In the current situation with no access to any of these, tele-ophthalmology is limited to a tele-counseling where we can assist in terms of minor differences in medication, reassuring patients, and some degree of triaging deciding who needs to go to a hospital immediately. At Sankara Nethralaya, a tele-consultation platform is made available where summary of data from the electronic medical records was made available to the doctor and patients could speak with the doctor through internet telephone or a video call depending on their preference. It was useful to communicate with postoperative patients in terms of instructions regarding tapering of medications. This could also help re-assure patients when there were obvious abnormalities, such as a subconjunctival hemorrhage, or as in the case of one patient who discovered that he had a filtering bleb 5 years after glaucoma surgery and became alarmed.
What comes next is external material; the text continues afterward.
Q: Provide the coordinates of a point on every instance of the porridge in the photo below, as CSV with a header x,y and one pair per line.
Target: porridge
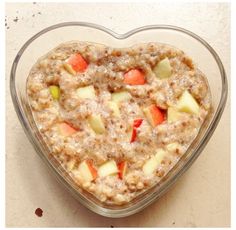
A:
x,y
117,119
In one situation where a previous patient of ours, currently not in Chennai, complained of acute-onset blurry vision and floaters, a rough assessment of vision was possible, and based on his previous records which were suggestive of asymptomatic healed choroiditis, one could immediately suggest an urgent consult with an ophthalmologist.
There are definite challenges in using tele-ophthalmology in the current phase of the COVID pandemic since access to instrumentation and clinical data is challenging. However, once the lockdowns are relaxed, we will have to restart clinical services with appropriate social distancing.
In this phase, centers with multiple branches or peripheral centers could possibly reduce patient and physician travel by leveraging the advantages offered by tele-ophthalmology. This will be dependent on having adequate infrastructure and trained personnel at each site.